The local American Civil Liberties Union (ACLU) has filed a lawsuit in King County to prevent the names of low-level sex offenders from becoming public.
Many sex offenders are worried their lives would be ruined if their identities were publicized in the sex offender registry maintained by the State Patrol.
One of two low-level sex offenders being brought forward by the ACLU in a lawsuit aimed at stopping the state from releasing the names of 21,000 registered sex offenders residing in Washington State is a married father of two.
At issue is the release of personal information about “level one” offenders who are deemed the least likely to re-offend and have been determined to be of little or no risk to the community. “Level two” and “level three” offenders, who are thought more likely to commit additional sex crimes, are already broadcast on free, public websites maintained by state law enforcement.
A few weeks ago, a King County Superior judge issued a preliminary injunction that blocked the release of the sexual offender database until the case can be heard in full. This injunction is usually issued in all public records disclosure lawsuits, because there would be no point in bringing the lawsuit if the records were released before and during the trial.
The “level one” offenders, represented by the ACLU as well as private attorneys, believe that they should be entitled to live in the privacy afforded to them by the “level one” classification, which includes being left off of the sex offender sites.
Although they are still required to report those crimes to the schools they attend, they aren’t required to inform their community of those crimes. This “level one” label is determined by scoring well on a review conducted by law enforcement, and fulfilling the requirements asked of them.
The King County man, referred in the lawsuit as “John Doe B,” stated that he had complied with probation requirements, reported any violations of his treatment plan, and has avoided sanctions from his parole officer and counselor. Yet, he may lose his job, and even worse, be shunned in his community and by his family if his past sex crimes were released to the public.
In a December 5 statement to the court, John Doe B said, “knowing the public opinion about sex offenders, and the bias and hatred that many people have toward registered sex offenders, I’m worried about mental and physical abuse to my family and myself.”
In another statement, ACLU of Washington staff attorney Vanessa Hernandez affirmed their stance on the issue, saying, “being identified publicly as a sex offender puts individuals at risk of being harassed, assaulted, or losing jobs and housing.

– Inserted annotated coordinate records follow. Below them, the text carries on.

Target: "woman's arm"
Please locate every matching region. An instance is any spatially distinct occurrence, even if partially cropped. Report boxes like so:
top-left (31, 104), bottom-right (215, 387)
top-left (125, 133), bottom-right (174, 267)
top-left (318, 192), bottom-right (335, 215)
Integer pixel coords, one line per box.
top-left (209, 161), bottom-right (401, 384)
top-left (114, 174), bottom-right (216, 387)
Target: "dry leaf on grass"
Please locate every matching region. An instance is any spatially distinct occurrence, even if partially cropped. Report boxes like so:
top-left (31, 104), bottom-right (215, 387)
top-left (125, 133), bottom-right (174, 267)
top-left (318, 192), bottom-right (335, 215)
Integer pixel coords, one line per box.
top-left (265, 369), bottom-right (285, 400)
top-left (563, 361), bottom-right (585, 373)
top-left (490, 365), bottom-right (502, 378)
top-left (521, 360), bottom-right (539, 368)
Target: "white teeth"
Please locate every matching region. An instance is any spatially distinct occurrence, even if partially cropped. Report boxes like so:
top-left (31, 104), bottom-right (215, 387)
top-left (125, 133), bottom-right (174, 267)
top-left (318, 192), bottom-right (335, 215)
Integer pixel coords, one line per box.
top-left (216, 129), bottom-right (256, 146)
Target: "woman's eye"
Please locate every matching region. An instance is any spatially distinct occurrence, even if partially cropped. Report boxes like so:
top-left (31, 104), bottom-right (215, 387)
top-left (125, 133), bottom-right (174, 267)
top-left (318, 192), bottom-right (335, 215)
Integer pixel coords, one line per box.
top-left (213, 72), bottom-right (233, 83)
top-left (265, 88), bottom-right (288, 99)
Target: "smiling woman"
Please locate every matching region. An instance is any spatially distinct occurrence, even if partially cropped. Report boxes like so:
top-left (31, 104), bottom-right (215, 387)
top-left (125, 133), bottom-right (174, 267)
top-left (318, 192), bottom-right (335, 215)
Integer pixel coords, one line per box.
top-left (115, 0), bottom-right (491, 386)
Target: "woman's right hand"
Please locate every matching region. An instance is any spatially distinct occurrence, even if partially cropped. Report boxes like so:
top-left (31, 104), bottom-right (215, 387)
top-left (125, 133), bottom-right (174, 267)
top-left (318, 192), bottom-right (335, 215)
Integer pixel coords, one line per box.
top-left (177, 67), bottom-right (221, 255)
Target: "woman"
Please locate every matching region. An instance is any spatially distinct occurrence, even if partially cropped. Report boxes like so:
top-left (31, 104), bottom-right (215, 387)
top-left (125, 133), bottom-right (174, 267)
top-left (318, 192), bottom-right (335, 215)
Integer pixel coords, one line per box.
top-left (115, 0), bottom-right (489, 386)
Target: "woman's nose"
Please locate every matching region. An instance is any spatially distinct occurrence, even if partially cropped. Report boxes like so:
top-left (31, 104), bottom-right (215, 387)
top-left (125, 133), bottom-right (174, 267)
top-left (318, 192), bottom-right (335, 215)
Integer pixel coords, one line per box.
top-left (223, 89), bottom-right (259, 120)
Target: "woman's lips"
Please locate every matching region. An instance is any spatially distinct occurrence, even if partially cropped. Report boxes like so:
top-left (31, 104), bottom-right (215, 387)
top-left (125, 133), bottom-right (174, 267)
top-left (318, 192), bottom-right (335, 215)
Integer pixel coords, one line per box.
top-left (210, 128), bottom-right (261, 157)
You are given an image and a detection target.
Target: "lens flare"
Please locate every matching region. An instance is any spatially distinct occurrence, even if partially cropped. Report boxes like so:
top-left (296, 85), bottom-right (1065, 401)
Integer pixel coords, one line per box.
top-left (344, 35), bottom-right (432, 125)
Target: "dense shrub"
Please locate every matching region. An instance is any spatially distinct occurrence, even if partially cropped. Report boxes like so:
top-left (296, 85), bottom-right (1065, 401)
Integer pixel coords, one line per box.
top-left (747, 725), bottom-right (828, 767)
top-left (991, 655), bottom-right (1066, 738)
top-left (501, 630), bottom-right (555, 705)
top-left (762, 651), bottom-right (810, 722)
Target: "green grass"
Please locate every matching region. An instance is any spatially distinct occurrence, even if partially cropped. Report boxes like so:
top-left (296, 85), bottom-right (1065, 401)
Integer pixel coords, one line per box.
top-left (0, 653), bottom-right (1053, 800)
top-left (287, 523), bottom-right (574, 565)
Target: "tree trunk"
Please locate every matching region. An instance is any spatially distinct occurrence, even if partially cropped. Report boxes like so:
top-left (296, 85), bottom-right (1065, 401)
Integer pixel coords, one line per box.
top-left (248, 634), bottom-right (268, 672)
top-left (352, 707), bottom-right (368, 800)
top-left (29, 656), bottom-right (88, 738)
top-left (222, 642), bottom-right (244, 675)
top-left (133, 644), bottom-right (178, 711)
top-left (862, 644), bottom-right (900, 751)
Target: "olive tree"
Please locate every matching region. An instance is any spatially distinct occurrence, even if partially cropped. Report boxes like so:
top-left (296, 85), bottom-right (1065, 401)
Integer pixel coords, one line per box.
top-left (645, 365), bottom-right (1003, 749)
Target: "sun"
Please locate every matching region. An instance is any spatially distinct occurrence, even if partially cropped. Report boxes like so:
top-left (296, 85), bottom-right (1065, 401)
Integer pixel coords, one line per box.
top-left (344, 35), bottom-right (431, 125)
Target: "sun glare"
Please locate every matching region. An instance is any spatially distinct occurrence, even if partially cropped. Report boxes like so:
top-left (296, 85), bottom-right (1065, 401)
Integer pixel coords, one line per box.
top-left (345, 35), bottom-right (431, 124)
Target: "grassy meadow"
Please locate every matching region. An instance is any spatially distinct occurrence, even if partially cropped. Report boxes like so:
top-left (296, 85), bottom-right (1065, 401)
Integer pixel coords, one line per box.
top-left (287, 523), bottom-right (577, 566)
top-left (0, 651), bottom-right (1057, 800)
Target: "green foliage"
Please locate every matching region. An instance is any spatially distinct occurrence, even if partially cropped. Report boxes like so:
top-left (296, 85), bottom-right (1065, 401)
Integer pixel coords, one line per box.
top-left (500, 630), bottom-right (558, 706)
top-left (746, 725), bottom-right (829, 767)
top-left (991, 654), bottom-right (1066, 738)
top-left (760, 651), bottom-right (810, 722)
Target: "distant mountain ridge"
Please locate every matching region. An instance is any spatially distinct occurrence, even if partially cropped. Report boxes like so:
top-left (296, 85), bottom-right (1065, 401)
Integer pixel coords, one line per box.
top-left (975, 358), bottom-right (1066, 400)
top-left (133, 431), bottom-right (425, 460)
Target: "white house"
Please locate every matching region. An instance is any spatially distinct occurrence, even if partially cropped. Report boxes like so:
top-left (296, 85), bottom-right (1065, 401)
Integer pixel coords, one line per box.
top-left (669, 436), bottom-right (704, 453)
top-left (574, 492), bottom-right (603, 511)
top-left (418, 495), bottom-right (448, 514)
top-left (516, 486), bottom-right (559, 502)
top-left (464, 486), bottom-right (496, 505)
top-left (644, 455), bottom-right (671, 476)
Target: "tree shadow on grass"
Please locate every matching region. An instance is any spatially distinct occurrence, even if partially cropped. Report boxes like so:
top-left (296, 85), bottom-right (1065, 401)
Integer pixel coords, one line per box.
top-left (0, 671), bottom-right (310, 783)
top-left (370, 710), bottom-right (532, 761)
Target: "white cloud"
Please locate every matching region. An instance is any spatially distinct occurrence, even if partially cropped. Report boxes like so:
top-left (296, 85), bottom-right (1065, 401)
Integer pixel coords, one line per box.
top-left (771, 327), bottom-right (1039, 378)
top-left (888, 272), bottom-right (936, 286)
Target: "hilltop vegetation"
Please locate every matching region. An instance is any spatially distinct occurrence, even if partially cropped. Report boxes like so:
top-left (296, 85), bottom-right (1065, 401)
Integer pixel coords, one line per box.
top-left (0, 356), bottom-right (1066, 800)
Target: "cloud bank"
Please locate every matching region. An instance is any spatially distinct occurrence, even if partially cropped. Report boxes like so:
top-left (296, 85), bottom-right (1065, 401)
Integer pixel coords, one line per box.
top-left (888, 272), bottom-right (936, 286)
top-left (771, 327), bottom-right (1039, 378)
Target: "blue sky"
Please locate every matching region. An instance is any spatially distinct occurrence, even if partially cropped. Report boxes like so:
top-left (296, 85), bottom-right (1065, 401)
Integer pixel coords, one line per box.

The government should follow the state’s sex offender registration law, which says that names of these individuals should not be released automatically to the general public.”
Assistant Attorney General Shelley Williams argues that the sex offenders’ complaint is moot, as the state has previously released information requested to other agencies, non-profit organizations, the general public, and the media.
Williams added that state law simply does not protect the sex offender database from public disclosure, and that court records provide any information that was intended to be hidden to the public by the court.
In court documents, Williams is quoted as saying that “the plaintiffs’ key concern is being identified as convicted sex offenders. The fact that a person has been convicted of a sex offense has long been accessible by the public. Not only is a sex offender’s conviction readily available… but the intimate details of an offender’s life are also potentially open to the public.”
Parents of the offenders argue that releasing the registry would shame offenders, and could even expose their victims.
The mother of a young man who was convicted of molesting three younger siblings commented in court documents. She said, “if publicizing level one sex offenders’ names and pictures prevented sexual abuse, protected victims or helped protect children in the community, I would continue to be an ardent supporter of public notification laws. However, as a mother who has experienced the other side of abuse, I only see the harmful effects and humiliation public notification causes families and most especially the victims of sexual abuse who are children.”
Although different research yields different results, it is estimated that 1-in-4 to 1-in-3 sexual assaults against children are committed by family members, according to the Crimes Against Children Research Center at the University of New Hampshire.
Another woman argued that releasing low-level offenders’ names is the equivalent to bullying. Her son was sexually assaulted by two of her young nieces. She added, “other people shouldn’t be able to have the power to influence the rest of the people’s lives. Yes, the offenders have done that with their choices, but they have been in court for that and are making their restitution and changes in their lives.”
We will continue to keep you up to date on any developments to this story. This lawsuit has not yet been set for trial.